25 Mayıs 2007 Cuma

Cevrimici


Cevirmenlik kadar rahat meslek yok, onu anladim ben. Ne zamandir ceviri yapmiyordum, yeniden basladim, iyi oldu. İstedigim zaman yatiyorum, istedigim zaman kalkiyorum. Hic kimsenin keyfini beklemiyorum ya da gereksiz konusmalarini dinlemiyorum. İstersem gunde 3 saat, istersem 12 saat calisiyorum, yemek aralarini ben belirliyorum, super. İs arkadasim yok hic; ama olsun. Harika bir isim var.


(fotograf)

2 yorum:

Adsız dedi ki...

Of ya, hahahah, son cümle bitirdi beni. "İş arkadaşım yok hiç; ama olsun. Harika bir işim var." Ve şöylemesine bir senaryo canlandı zihnimde:

Şu kariyer günleri filan oluyor ya, oraya katılacaksın bir şekilde ama şirket olarak değil; direkt birey olarak. O broşürde yalnızca ad yazacak, logo da yok. Neyse, gençlik standa gelecek bakacak, bilmem ne; o saniye anlatmaya başlayacaksın:

"Evet arkadaşlar, freelance mesleklere yönelin bak şahane para var, ben de siz yaşlardayken çeviri yapardım; hiç iş arkadaşım yoktu ama harika bir işim vardı!"

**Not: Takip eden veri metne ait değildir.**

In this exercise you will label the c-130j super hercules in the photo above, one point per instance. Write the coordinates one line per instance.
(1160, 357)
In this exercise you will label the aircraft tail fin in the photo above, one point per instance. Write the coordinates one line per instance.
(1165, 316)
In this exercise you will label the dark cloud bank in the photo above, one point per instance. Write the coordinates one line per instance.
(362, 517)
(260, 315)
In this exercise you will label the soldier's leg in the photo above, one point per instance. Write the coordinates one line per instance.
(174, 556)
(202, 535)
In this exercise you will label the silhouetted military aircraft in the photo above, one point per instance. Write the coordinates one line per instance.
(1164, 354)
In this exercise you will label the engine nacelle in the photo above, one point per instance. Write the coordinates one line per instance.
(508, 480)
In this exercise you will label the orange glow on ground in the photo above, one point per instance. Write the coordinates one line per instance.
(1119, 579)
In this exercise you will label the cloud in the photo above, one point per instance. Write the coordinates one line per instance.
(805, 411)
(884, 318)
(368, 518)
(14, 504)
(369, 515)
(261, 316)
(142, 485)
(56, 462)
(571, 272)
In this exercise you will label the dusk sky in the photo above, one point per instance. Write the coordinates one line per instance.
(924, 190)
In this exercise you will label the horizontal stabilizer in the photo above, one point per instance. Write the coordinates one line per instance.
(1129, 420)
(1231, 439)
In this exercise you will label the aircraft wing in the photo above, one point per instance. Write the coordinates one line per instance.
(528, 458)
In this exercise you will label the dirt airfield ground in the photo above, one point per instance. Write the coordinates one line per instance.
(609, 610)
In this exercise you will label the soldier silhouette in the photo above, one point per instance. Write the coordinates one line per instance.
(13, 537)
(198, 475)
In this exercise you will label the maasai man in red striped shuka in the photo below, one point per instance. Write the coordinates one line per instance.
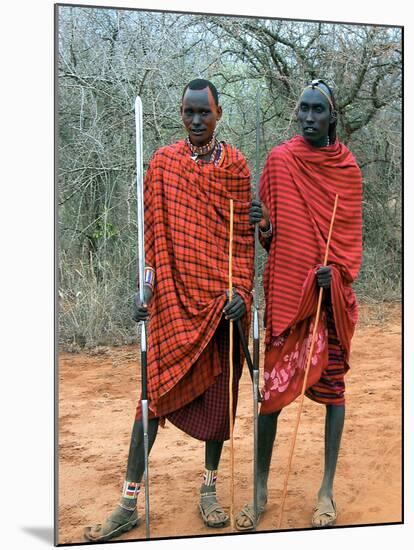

- Aa, çok ilham verici lan!
- Evet abi, süpermiş ya.
- Pardon ben bir şey sormak istiyorum?
- Hay hay, tabii?
- Şimdi nasıl peki olaylar, var mı hiç iş arkadaşınız?
- İnanır mısın şekerim, hala yok! İhtiyacım yok çünkü.
- Ay vallahi süper ya.. Ben bu broşürlerden birkaç tane alıyorum?
- Al canım, al.

Çok eğlendim ben kendi kendime yalnız, hissedilecektir bu.

Ayça dedi ki...

Ahahaha, hatta o üstünde sadece isim yazan kart, broşür falan da hazır kart turuncusu olacak ki iyice gençliğe hitap etsin. Ahahahaha, ay.